Friday, Jul. 23, 1965

New Culprit in Heart Disease?

Fresh clues pointing to causes of heart disease appear regularly, and new styles in preventive medicine follow inevitably. Researchers have urged programs of regular exercise and have warned against smoking. Doctors have spelled out the dangers of excess weight; others have worried about weight fluctuation caused by repeated crash diets. More recently, physicians have concentrated on cholesterol and other fats. Now they have tracked down another apparent culprit.

After a six-year study of community health patterns in a small Michigan city, a team of University of Michigan scientists found that blood sugar levels provide a further indication of heart disease risk along with blood fats and high blood pressure, two factors now most commonly linked with heart disease. Though it is known that an elevated sugar level often indicates diabetes, and diabetes in turn often leads to atherosclerosis, the Michigan study, reported in the Annals of Internal Medicine, marks the first large-scale study that links blood sugar to heart-and-artery disease.

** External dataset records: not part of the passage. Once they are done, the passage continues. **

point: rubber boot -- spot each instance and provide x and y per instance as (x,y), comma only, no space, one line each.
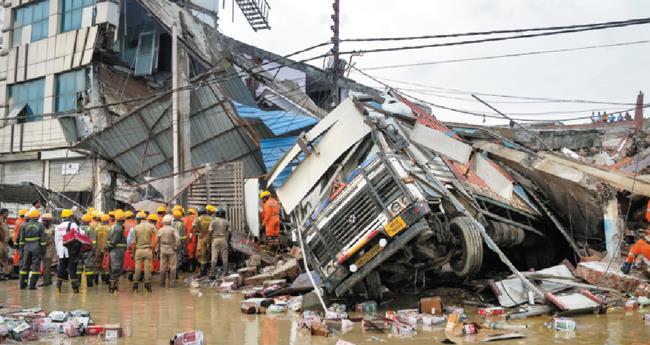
(32,281)
(23,281)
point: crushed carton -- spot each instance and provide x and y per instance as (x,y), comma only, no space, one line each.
(188,338)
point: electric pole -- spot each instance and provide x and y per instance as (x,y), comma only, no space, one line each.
(336,60)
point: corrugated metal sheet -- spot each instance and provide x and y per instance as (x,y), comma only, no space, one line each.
(19,172)
(279,122)
(273,150)
(79,182)
(222,186)
(140,143)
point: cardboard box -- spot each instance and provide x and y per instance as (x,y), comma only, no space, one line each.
(112,332)
(94,330)
(431,305)
(188,338)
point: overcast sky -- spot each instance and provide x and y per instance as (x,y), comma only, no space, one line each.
(614,74)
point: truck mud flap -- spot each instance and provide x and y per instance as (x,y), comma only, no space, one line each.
(390,249)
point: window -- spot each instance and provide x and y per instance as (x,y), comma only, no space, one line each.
(68,86)
(72,13)
(35,15)
(31,96)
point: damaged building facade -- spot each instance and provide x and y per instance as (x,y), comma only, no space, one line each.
(86,107)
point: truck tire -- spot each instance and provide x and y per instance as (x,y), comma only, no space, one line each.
(373,286)
(469,236)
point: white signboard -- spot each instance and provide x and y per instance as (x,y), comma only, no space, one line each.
(70,169)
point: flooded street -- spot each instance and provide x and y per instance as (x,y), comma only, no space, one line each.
(155,318)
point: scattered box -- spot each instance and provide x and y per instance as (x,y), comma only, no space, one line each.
(431,305)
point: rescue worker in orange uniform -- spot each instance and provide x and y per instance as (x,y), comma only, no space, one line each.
(270,217)
(143,235)
(190,248)
(641,247)
(129,223)
(21,219)
(201,228)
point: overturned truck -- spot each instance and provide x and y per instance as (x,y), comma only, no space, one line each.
(388,199)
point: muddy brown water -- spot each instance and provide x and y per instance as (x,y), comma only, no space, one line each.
(154,318)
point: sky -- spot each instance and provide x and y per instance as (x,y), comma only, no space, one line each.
(612,74)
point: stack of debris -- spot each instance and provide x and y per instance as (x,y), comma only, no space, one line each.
(34,324)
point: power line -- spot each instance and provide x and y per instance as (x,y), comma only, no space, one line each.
(469,92)
(494,39)
(494,32)
(493,57)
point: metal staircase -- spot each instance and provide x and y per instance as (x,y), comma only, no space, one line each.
(256,12)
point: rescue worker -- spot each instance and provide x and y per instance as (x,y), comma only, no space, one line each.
(4,245)
(116,246)
(161,211)
(219,237)
(641,247)
(129,261)
(50,249)
(270,218)
(20,221)
(168,244)
(190,248)
(69,256)
(143,233)
(31,244)
(178,224)
(101,234)
(87,264)
(201,229)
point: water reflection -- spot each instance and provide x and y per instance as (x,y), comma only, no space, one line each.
(155,318)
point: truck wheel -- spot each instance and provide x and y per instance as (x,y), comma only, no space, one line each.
(468,236)
(373,286)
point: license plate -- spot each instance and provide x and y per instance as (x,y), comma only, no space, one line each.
(396,225)
(368,255)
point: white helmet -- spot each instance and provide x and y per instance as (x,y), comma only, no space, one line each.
(168,219)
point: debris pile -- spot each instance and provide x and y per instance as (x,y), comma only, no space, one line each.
(36,324)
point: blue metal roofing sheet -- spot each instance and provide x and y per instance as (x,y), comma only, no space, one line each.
(280,122)
(273,150)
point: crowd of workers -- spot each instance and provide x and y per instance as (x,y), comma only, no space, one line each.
(103,246)
(604,117)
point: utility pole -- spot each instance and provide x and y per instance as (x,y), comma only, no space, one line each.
(336,59)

Led by Dr. Thomas Francis Jr., the head of Michigan's epidemiology department, the team chose Tecumseh, Mich. (pop. 9,500), as typical of the U.S. heartland. Settled in 1824, the town has several industries, a busy main street and a fringe of farms. The researchers arrived in 1959, persuaded 8,600 residents, nine-tenths of the community, to give details of their past family and medical history and to visit a clinic where doctors took blood and urine samples, electrocardiograms, chest X rays, along with complete physical examinations. Then the doctors plotted the frequency of coronary, hypertensive, rheumatic and congenital heart disease, and of congestive heart failure in a variety of sex and age groups. They found that along with cholesterol level and blood pressure, blood sugar level is an additional significant factor in predicting the probability of heart disease.